Wie hängen die Gletscher mit unserem täglichen Leben zusammen? Welche – vielleicht auch nicht immer offensichtlichen – Auswirkungen hat ihr Verschwinden auf uns?

Die Gletscher sind unsere wichtigsten Trinkwasserspeicher. Aber für uns ist nicht so sehr die Menge wichtig, sondern die Zeit, in der dieses Wasser zur Verfügung steht. Die Einwohner von Ljubljana zum Beispiel wissen nicht, dass sie Wasser aus der Save trinken, das durch natürliche Kiesablagerungen gesickert ist. Ihre beiden Quellflüsse, die Sava Dolinka und die Sava Bohinjka, werden vom Triglav-Gletscher gespeist, was wir vor einigen Jahren durch Tracer-Experimente bestätigt haben. Abgesehen von der Wasserversorgung sind die Gletscher lokale «Klimaanlagen», aber am charakteristischsten ist vielleicht ihr Aussehen. Was gibt es Schöneres als den Anblick von hohen Gipfeln, die von Gletschern umgeben sind? An ihre Stelle treten mehr und mehr karge, graue und dunkle Felsen. Auf globaler Ebene haben Gletscher auch einen grossen Einfluss auf die Meeresströmungen und deren Dynamik.

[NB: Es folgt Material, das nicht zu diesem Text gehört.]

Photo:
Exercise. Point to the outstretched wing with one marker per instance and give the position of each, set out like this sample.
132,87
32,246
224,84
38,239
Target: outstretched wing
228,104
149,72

Wie werden die Alpen der Zukunft aussehen und was denken Sie darüber?

Optisch werden sie karger, eintöniger und dunkler, wasserärmer. In den höchsten Lagen werden sie schwieriger zu durchqueren und die Aufstiege zu den Gipfeln steiler und schwieriger werden – aufgrund der bereits erwähnten Gefahren, die sowohl Bergsteiger:innen als auch Expert:innen beobachten, wenn sie die klimatischen Veränderungen auf den Bergen als massive Bestandteile der Erdoberfläche untersuchen.

Wie, wenn überhaupt, können wir die Gletscher erhalten?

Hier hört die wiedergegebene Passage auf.